Load average is now generally only a secondary problem indicator
For a long time I've been in the habit of considering a high load
average (or an elevated one) to be a primary indicator of problems.
It was one of the first numbers I looked at on a system to see how
it was, I ran
xloads on selected systems to watch it more or less
live, I put it on Grafana dashboards, and we've triggered alerts
on it for a long time (well before our current metrics and alert
setup was set up). But these days
I've been moving away from that, because of things like how our
login server periodically has brief load average spikes and our IMAP server's
elevated load average has no clear cause or impact.
When I started planning this entry, I was going to ask if load average even matters any more. But that's going too far. In a good number of situations, looking at the load average will tell you a fair bit about whether you have a significant problem or perhaps the system is operating as expected but close to its limits. For instance, if a machine has a high CPU usage, it might be a single process that is running a lot (which could be expected), or it could be that you have more running processes than the machine can cope with; the load average will help you tell which is which. But a low load average doesn't mean the machine is fine and a high load average doesn't mean it's in trouble.
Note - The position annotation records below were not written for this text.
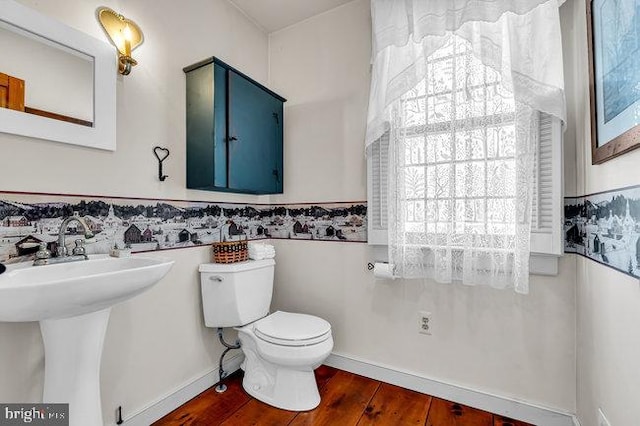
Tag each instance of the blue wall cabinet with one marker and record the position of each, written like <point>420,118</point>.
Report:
<point>234,131</point>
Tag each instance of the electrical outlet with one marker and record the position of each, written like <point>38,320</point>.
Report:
<point>602,420</point>
<point>424,322</point>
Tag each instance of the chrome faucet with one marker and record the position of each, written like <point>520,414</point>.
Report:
<point>78,250</point>
<point>43,256</point>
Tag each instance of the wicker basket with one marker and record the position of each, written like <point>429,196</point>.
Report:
<point>230,251</point>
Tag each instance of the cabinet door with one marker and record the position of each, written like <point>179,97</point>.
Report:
<point>206,127</point>
<point>255,138</point>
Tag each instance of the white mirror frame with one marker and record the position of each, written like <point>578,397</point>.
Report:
<point>103,133</point>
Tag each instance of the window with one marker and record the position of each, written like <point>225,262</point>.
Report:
<point>458,129</point>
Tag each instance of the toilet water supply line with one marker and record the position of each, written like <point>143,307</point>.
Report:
<point>222,387</point>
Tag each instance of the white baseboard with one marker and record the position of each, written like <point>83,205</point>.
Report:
<point>518,410</point>
<point>172,400</point>
<point>514,409</point>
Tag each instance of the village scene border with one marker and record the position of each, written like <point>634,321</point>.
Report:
<point>605,227</point>
<point>27,220</point>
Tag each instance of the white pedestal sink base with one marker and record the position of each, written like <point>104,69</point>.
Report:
<point>73,350</point>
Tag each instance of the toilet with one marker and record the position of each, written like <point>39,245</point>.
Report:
<point>281,349</point>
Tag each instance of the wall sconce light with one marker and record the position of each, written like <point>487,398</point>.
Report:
<point>124,34</point>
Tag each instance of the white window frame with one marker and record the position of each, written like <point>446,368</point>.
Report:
<point>546,247</point>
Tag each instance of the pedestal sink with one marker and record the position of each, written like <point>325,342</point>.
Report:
<point>72,302</point>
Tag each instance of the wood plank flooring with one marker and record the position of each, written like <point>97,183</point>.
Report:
<point>347,400</point>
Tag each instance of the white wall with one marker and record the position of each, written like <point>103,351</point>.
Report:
<point>157,341</point>
<point>607,301</point>
<point>499,342</point>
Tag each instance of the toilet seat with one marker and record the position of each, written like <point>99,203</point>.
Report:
<point>289,329</point>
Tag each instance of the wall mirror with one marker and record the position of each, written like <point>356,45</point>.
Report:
<point>56,83</point>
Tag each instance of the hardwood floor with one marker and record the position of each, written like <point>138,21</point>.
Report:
<point>347,400</point>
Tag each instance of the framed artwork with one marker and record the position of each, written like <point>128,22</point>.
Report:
<point>613,29</point>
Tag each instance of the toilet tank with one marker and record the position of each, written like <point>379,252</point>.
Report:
<point>235,294</point>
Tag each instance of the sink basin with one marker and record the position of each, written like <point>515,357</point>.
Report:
<point>72,301</point>
<point>63,290</point>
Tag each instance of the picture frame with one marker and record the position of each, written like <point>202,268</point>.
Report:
<point>614,77</point>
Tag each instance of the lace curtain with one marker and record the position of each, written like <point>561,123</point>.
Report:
<point>459,86</point>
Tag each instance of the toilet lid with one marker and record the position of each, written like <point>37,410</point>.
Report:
<point>288,329</point>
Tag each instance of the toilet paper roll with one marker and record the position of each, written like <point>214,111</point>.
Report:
<point>383,271</point>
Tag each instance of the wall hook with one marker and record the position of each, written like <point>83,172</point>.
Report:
<point>161,154</point>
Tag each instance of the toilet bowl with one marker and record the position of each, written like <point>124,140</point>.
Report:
<point>281,349</point>
<point>281,352</point>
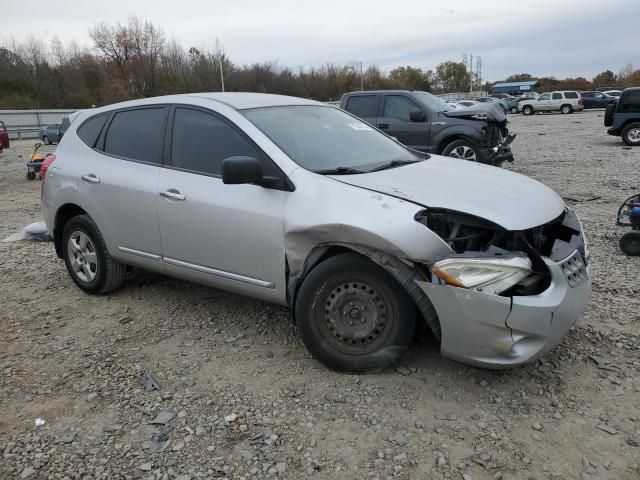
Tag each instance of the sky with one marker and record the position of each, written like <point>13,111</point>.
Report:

You need to look for primary problem indicators first, and then use load average to assess how much of a problem you have.
(There are echoes of Brendan Gregg's USE method here. In USE terms, I think that load average is mostly a crude measure of saturation, not necessarily of utilization.)
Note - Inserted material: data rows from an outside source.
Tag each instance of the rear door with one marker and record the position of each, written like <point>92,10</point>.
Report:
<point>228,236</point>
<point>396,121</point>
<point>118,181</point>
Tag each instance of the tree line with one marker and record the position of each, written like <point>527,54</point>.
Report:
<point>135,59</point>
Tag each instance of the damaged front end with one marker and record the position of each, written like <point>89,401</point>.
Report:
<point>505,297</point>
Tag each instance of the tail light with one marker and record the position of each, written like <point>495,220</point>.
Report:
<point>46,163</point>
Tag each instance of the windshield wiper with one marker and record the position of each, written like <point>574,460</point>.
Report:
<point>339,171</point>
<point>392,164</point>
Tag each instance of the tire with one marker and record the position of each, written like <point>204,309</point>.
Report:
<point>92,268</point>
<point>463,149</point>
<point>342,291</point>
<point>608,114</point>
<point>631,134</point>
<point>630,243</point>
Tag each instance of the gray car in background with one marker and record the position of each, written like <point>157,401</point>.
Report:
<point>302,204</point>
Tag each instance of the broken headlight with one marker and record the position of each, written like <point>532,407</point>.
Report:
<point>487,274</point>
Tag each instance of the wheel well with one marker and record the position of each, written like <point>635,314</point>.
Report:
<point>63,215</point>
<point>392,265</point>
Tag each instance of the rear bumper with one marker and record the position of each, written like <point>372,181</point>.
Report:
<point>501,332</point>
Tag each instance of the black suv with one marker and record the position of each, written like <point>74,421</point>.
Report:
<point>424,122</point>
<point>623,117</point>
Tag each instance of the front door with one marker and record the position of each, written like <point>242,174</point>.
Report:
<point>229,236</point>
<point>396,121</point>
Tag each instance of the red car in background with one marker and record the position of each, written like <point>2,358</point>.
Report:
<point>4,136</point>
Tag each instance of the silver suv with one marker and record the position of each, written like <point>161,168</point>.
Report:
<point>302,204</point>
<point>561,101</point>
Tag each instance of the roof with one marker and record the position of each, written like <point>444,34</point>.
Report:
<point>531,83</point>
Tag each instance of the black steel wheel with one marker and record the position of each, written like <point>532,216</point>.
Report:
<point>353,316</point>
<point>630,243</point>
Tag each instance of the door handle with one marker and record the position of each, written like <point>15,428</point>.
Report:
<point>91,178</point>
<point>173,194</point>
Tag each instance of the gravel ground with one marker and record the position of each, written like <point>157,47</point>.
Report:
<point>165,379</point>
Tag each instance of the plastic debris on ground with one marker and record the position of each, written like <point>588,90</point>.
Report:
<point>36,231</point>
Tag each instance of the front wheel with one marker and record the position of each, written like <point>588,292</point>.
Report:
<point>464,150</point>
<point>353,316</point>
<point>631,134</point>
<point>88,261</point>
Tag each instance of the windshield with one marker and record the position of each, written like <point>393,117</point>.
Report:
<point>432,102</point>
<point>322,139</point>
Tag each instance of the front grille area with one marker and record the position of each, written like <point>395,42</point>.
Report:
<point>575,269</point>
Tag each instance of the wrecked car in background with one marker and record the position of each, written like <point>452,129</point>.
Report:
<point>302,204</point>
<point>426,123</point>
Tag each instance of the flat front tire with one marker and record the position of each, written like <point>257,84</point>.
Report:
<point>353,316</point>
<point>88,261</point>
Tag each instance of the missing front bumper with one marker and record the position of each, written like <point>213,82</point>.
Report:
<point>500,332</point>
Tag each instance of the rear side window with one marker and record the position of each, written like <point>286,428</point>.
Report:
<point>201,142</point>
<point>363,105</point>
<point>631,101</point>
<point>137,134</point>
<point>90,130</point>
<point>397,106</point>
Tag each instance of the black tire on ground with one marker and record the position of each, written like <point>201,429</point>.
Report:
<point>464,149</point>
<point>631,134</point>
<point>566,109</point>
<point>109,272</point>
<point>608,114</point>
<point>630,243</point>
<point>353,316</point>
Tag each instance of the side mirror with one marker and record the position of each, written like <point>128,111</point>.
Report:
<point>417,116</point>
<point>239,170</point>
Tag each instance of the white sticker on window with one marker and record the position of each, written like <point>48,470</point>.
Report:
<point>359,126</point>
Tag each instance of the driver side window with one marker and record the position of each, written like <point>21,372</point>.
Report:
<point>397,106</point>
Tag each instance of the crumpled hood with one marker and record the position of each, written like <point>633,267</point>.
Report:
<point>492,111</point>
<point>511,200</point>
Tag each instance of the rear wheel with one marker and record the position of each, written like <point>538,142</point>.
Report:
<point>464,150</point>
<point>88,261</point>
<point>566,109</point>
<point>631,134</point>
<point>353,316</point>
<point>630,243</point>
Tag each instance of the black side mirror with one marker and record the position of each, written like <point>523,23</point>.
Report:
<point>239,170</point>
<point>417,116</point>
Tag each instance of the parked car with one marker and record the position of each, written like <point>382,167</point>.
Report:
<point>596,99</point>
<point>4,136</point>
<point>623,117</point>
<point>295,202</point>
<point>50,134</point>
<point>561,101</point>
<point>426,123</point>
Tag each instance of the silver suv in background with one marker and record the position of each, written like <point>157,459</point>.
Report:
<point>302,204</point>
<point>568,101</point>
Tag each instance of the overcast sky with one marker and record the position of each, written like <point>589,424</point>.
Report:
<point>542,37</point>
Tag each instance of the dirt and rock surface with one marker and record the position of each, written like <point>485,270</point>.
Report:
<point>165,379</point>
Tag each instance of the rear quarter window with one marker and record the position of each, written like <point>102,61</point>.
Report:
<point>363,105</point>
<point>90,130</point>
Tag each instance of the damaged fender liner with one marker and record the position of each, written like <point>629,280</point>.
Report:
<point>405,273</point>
Despite my shifting view on this, we're probably going to keep using
load average in our alerts and our dashboards. It provides some
information and more importantly it's what we're used to; there's
value in keeping with history, assuming that the current state of
things isn't too noisy (which it isn't; our load average alerts are
tuned to basically never go off). But I'm running fewer
and spending less time actually looking at load average, unless I
want to know about something I know is specifically reflected in it.